Yep I think you are correct, you should have had the same output as a local jupyter notebook, and it seems that in sagemaker studio it is not working 😞
Let me check something
if there are any tests/debugging you'd like me to try, just let me know
As another test I ran Jupyter Lab locally using the same custom Docker container that we're using for Sagemaker Studio, and it works great there, just like the native local Jupyter Lab.

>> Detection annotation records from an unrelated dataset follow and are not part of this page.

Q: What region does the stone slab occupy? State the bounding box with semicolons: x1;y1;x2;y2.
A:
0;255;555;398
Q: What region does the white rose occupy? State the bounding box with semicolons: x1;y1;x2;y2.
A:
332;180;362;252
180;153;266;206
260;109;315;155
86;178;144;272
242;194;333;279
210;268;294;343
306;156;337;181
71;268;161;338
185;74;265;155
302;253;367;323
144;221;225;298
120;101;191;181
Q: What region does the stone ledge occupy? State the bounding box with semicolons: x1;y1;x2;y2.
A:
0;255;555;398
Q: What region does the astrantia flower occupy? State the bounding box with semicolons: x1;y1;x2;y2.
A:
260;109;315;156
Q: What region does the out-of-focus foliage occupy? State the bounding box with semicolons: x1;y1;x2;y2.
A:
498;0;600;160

So it's seemingly not the image, but maybe something to do with how Studio runs it as a kernel.
So it's seemingly not the image, but maybe something to do with how Studio runs it as a kernel.
Yeah I think that for some reason it fails detecting this is actually jupyter noteboko (not really sure why), Thank you for double checking on the container !!
poking around a little bit, and clearml.backend_interface.task.repo.scriptinfo.ScriptInfo._get_jupyter_notebook_filename()
returns None
but the call to jupyter_server.serverapp.list_running_servers()
does return the server
the server_info
is
[{'base_url': '/jupyter/default/',
'hostname': '0.0.0.0',
'password': False,
'pid': 9,
'port': 8888,
'root_dir': '/home/sagemaker-user',
'secure': False,
'sock': '',
'token': '',
'url': '
',
'version': '1.23.2'}]
and that requests.get()
throws an exception:
ConnectionError: HTTPConnectionPool(host='default', port=8888): Max retries exceeded with url: /jupyter/default/api/sessions (Caused by NewConnectionError('<urllib3.connection.HTTPConnection object at 0x7f7ba9cadc30>: Failed to establish a new connection: [Errno -2] Name or service not known'))
but the only exception handler is for requests.exceptions.SSLError
if I instead change the request url to f"http://{server_info['hostname']}:{server_info['port']}/api/sessions"
then it gets a 200 response... however , the response is an empty list
api/kernels
does report back the active kernel, but doesn't give notebook paths or anything
@<1532532498972545024:profile|LittleReindeer37> nice!!! 😍
Do you want to PR? it will be relatively easy to merge and test, and I think that they might even push it to the next version (or worst case quick RC)
right now I can't figure out how to get the session in order to get the notebook path
seems like it's using None and that doesn't provide the normal api/sessions
endpoint - or, it does, but returns an empty list
right now I can't figure out how to get the session in order to get the notebook path
you mean the code that fires "HTTPConnectionPool" ?
I've poked around both the internal URL that Jupyter kernel is running on and some of the files in /sagemaker/.jupyter
but no luck so far - I can find plenty of kernel info, but not session
What do you have in "server_info['url']" ?